That Trout
I’ve watched that trout for days and days,
I’ve tried him with all sorts of tackle;
With flies got up in various ways,
Red, blue, green, gray, and silver-hackle.
I’ve tempted him with angle-dogs,
And grubs, that must have been quite trying,
Thrown deftly in betwixt old logs,
Where, probably, he might be lying.
Sometimes I’ve had a vicious bite,
And as the silk was tautly running,
Have been convinced I had him quite:
But ‘twasn’t him; HE was too cunning.
I’ve tried him, when the silver moon
Shone on my dew-bespangled trousers,
With dartfish; but he was “too soon”—
Though, sooth to say, I caught some rousers,
And sadly viewed the ones I caught,
They loomed so small and seemed so poor,
‘Twas finding pebbles where one sought
A gem of price—a Kohinoor.
I’ve often weighed him (with my eyes),
As he with most prodigious ounces
Rose to the surface after flies.
(He weighs four pounds and seven ounces.)

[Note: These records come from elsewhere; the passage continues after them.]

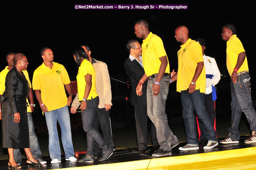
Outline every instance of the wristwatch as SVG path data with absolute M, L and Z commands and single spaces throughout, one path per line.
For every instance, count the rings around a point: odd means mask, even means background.
M 36 104 L 30 103 L 30 105 L 32 106 L 33 107 L 34 107 L 35 106 L 36 106 Z

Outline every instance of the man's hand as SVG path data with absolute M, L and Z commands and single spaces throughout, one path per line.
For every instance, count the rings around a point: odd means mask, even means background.
M 71 106 L 71 109 L 70 109 L 70 112 L 73 114 L 76 113 L 76 108 Z
M 41 109 L 43 111 L 43 112 L 49 112 L 49 110 L 48 110 L 48 109 L 47 109 L 47 107 L 44 104 L 41 107 Z
M 176 74 L 176 72 L 174 72 L 174 69 L 173 69 L 173 71 L 171 73 L 171 78 L 173 77 L 173 76 L 175 75 L 175 74 Z
M 87 103 L 86 101 L 82 101 L 81 103 L 81 105 L 80 105 L 80 108 L 82 111 L 83 111 L 86 109 L 87 106 Z
M 107 111 L 111 108 L 111 105 L 109 104 L 105 104 L 105 108 L 106 109 L 106 111 Z
M 72 96 L 71 95 L 69 96 L 68 96 L 68 104 L 67 105 L 67 106 L 69 106 L 71 104 L 71 103 L 72 103 Z
M 190 94 L 196 91 L 196 84 L 190 83 L 188 87 L 188 93 Z
M 13 121 L 16 123 L 19 123 L 20 120 L 20 115 L 19 113 L 14 113 L 14 119 Z
M 138 85 L 137 85 L 137 87 L 136 88 L 136 94 L 137 94 L 137 96 L 140 96 L 142 95 L 142 83 L 140 81 Z
M 30 109 L 31 109 L 31 113 L 34 111 L 34 106 L 30 105 Z
M 152 87 L 152 90 L 153 90 L 153 96 L 156 96 L 159 93 L 160 91 L 160 84 L 155 83 L 154 83 Z
M 237 72 L 235 70 L 233 71 L 232 74 L 231 74 L 231 79 L 232 80 L 233 83 L 236 83 L 237 81 Z

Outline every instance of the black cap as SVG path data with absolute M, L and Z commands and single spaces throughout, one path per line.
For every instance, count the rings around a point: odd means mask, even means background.
M 197 39 L 195 41 L 199 43 L 201 46 L 204 45 L 204 43 L 205 42 L 205 40 L 203 39 Z

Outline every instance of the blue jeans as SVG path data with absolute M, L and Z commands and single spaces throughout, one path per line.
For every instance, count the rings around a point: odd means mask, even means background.
M 160 81 L 159 93 L 153 96 L 152 87 L 156 77 L 149 80 L 147 88 L 147 115 L 156 129 L 156 136 L 160 149 L 171 151 L 171 145 L 179 141 L 173 135 L 168 125 L 165 113 L 165 102 L 169 90 L 170 79 L 168 76 L 163 77 Z
M 28 112 L 28 130 L 29 131 L 29 144 L 30 150 L 31 151 L 33 157 L 36 160 L 39 161 L 43 160 L 42 158 L 42 152 L 41 152 L 40 147 L 38 143 L 37 137 L 35 133 L 35 128 L 34 127 L 34 123 L 32 117 L 31 112 Z M 13 155 L 15 162 L 17 164 L 21 163 L 22 160 L 22 155 L 19 149 L 13 150 Z
M 256 112 L 251 96 L 250 79 L 249 73 L 245 73 L 237 76 L 237 83 L 230 83 L 232 113 L 231 126 L 228 131 L 231 133 L 230 138 L 234 140 L 240 138 L 238 129 L 242 111 L 246 116 L 251 131 L 256 131 Z
M 93 122 L 99 101 L 99 96 L 87 101 L 86 109 L 81 112 L 82 122 L 84 131 L 86 132 L 87 151 L 86 156 L 94 157 L 95 141 L 98 143 L 102 152 L 107 153 L 109 150 L 107 144 L 102 138 L 98 129 L 93 126 Z
M 68 106 L 45 112 L 49 135 L 49 153 L 52 159 L 61 160 L 60 148 L 57 131 L 57 120 L 60 126 L 61 141 L 65 152 L 65 157 L 68 159 L 74 156 L 74 149 L 71 135 L 69 112 Z
M 184 120 L 188 144 L 198 146 L 196 121 L 194 114 L 196 111 L 197 117 L 203 125 L 203 131 L 208 142 L 217 141 L 213 126 L 204 106 L 204 94 L 196 90 L 189 94 L 188 90 L 181 91 L 182 116 Z

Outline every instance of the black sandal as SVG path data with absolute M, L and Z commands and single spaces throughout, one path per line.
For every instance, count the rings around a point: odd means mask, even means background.
M 27 162 L 27 163 L 28 164 L 28 166 L 40 166 L 42 165 L 42 164 L 41 164 L 40 163 L 36 163 L 35 162 L 32 162 L 30 160 L 27 159 L 27 160 L 30 161 L 31 163 L 28 163 Z
M 9 164 L 10 164 L 10 165 L 9 165 Z M 11 169 L 14 168 L 14 169 L 20 169 L 21 168 L 21 166 L 19 165 L 18 165 L 16 166 L 11 166 L 11 163 L 10 162 L 8 162 L 8 167 L 9 167 Z

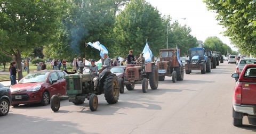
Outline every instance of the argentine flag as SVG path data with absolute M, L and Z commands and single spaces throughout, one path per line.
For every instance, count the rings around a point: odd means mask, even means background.
M 152 61 L 152 51 L 149 48 L 149 46 L 148 44 L 148 41 L 146 44 L 145 47 L 142 51 L 143 56 L 145 58 L 145 62 L 151 62 Z
M 90 45 L 91 46 L 98 49 L 100 51 L 100 56 L 103 57 L 103 54 L 105 53 L 108 54 L 108 51 L 106 48 L 106 47 L 102 45 L 100 43 L 99 41 L 97 41 L 92 44 L 91 42 L 88 43 L 88 45 Z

I tried him—Heaven absolve my soul—
With some outlandish, heathenish gearing—
A pronged machine stuck on a pole—
A process that the boys call spearing.
I jabbed it at his dorsal fin
Six feet beneath the crystal water—
‘Twas all too short. I tumbled in,
And got half drowned—just as I’d orter.
Adieu, O trout of marvelous size,
Thou piscatorial speckled wonder,
Bright be the waters where you rise,
And green the banks you cuddle under.